OK - so my understanding from that internet thing is that these are now a legal requirement if a house is on the market.
However after viewing a house the estate agent tells us that the house in question "does not have a HIP" despite having been on the market for 2.5 years.
Additionally a colleague at work tells me that when they bought and sold their last houses they neither saw the HIP for where they bought nor were they aware of whether one was done for the place they sold.
Can anyone distil for me what the deal is with HIPs please?? TIA as always.
Could be that the house was under the value set for HIPs at the time it went onto the market, and as it has remained on the market it doesn't need one.
Same reason for your mates who have bought and sold, probably came in under the value (or number of bedrooms, I can't remember what made a house exempt) required for a HIP.
At some point they extended the scheme so a HIP is required for everything.
I could be wrong, but it must be something like that.
Hmm, cheers, can't seem to find what that value is/was however.
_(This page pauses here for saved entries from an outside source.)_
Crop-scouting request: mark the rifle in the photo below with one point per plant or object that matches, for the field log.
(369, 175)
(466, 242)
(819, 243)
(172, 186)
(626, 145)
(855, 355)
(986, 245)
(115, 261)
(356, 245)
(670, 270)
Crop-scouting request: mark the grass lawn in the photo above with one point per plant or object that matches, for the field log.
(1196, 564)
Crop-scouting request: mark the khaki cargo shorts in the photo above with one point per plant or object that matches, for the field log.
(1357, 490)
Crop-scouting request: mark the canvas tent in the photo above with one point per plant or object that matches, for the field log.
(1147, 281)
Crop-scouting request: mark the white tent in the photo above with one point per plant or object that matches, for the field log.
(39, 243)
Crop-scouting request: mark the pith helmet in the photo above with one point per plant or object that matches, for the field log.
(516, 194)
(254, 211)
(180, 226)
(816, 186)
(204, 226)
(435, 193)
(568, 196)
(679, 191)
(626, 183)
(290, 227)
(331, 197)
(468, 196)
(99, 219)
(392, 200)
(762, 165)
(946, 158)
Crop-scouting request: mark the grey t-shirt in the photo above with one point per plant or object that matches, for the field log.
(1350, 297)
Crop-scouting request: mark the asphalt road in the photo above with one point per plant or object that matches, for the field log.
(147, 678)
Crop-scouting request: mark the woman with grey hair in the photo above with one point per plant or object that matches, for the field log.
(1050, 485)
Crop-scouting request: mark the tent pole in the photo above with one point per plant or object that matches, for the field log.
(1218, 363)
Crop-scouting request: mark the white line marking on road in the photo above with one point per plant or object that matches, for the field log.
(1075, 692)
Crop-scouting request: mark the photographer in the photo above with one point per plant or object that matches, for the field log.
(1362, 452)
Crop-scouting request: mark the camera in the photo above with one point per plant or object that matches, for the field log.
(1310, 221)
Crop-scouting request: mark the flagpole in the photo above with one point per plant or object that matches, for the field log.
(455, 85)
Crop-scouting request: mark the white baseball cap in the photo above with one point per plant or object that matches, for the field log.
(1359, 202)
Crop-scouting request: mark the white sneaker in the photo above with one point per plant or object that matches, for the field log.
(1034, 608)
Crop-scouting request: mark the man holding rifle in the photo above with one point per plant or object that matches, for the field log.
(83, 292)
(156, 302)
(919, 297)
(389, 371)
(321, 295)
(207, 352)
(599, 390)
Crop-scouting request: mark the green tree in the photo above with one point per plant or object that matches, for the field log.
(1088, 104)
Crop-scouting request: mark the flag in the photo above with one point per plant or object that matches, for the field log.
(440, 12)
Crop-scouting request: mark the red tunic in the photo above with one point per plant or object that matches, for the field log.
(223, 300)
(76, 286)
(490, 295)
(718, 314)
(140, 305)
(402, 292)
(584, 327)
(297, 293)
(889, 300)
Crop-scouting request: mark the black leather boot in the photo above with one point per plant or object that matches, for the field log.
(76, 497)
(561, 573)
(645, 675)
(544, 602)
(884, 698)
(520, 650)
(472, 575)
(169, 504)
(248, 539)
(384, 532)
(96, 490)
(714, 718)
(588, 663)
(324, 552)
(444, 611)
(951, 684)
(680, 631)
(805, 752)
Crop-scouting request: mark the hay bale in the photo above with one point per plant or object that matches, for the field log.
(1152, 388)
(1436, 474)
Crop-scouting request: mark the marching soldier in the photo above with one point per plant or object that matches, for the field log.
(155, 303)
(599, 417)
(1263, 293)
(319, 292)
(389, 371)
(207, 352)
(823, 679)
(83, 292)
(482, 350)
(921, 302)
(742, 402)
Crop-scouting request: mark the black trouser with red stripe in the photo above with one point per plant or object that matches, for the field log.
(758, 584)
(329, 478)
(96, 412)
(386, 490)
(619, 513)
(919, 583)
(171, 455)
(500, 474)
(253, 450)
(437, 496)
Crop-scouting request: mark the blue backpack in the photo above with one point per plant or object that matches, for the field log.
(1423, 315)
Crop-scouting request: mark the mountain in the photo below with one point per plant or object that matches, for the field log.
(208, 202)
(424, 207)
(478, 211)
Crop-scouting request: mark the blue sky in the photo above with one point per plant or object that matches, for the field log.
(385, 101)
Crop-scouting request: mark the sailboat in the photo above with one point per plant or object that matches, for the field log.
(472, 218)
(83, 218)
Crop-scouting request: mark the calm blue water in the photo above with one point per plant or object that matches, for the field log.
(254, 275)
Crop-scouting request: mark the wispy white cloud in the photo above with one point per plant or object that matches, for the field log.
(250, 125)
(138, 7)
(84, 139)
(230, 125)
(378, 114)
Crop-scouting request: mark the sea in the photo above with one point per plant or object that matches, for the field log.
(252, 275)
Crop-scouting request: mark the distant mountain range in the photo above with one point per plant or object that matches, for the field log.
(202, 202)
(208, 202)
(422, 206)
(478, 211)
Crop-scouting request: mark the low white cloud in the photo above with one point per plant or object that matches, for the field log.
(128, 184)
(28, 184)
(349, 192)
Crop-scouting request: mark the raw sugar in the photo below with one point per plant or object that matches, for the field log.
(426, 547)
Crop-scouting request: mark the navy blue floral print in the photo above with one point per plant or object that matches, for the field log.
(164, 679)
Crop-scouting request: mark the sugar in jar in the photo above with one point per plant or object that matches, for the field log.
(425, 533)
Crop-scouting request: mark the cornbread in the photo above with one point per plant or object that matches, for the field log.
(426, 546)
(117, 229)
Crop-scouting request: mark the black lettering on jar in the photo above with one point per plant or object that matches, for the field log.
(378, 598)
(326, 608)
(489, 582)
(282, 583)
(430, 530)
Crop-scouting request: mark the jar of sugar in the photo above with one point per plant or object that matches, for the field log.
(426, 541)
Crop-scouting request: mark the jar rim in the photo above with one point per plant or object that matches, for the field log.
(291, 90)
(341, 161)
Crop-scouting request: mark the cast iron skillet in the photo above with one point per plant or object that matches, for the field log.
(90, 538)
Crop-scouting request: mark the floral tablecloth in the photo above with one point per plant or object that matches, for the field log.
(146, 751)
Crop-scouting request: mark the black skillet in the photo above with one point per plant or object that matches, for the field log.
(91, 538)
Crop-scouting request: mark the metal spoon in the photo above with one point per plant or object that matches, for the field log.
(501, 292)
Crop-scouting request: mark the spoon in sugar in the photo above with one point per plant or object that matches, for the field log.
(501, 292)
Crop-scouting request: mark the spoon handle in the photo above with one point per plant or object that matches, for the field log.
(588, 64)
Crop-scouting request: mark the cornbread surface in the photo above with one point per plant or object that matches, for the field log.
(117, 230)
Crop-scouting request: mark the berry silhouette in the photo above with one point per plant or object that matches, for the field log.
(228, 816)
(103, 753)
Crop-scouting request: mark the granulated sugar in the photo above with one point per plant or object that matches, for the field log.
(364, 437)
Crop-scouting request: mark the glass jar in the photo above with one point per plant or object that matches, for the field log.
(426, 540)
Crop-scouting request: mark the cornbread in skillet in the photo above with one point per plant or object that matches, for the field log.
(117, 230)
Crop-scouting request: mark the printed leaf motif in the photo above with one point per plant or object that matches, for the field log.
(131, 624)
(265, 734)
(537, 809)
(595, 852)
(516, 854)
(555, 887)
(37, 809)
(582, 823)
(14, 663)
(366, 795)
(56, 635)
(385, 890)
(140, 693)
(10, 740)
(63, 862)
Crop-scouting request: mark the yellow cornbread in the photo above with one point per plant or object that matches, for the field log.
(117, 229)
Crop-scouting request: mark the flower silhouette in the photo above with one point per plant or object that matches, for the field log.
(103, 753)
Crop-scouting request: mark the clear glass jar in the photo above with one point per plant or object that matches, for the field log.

Do you know?
Sorry, can't remember...all I know was our house (2 bed, £145k) didn't need one when we bought it.
Gotcha. Will have to dig around a bit more I guess, cheers for responding.
Here you go:
http://en.wikipedia.org/wiki/Home_Information_Pack
Hips introduced Aug 07 for 4 bedroom properties and above, Sept 07 was extended to 3 beds, since applied to all properties. Doesn't have anything about properties needing a HIP if they were marketed before they needed a HIp, you'll have to do some more Googling for that.
[i]There are claims that the packs have contributed to the 2007-09 housing crisis by deterring vendors from marketing their houses due to the extra costs involved in the survey[/i]
So true...we want to sell now but we can't afford to sell under a certain amount, don't want to spend £400 on a HIP then find we can't get what we need to move!
Yeah, cheers, have already scanned that page but there's no mention of the value. House in question we are looking at is 4 bed so should have needed a HIP on that basis but maybe it isn't/wasn't pricey enough!
One's assumption is that regardless of all that it should have a HIP by now if it is on the market but who knows.
A HIP will contain info on title, searches, an EPC and a description/home condition report type thingy. I wouldn't rely on any of those things being current if a HIP had been drawn up 2.5 years ago anyway, so you're no worse off really than if they handed you a HIP of that age. Better off really as you're unlikely to get suckered by something that's out of date leading you to the wrong conclusion. I suppose an EPC would be handy if you're buying it to let.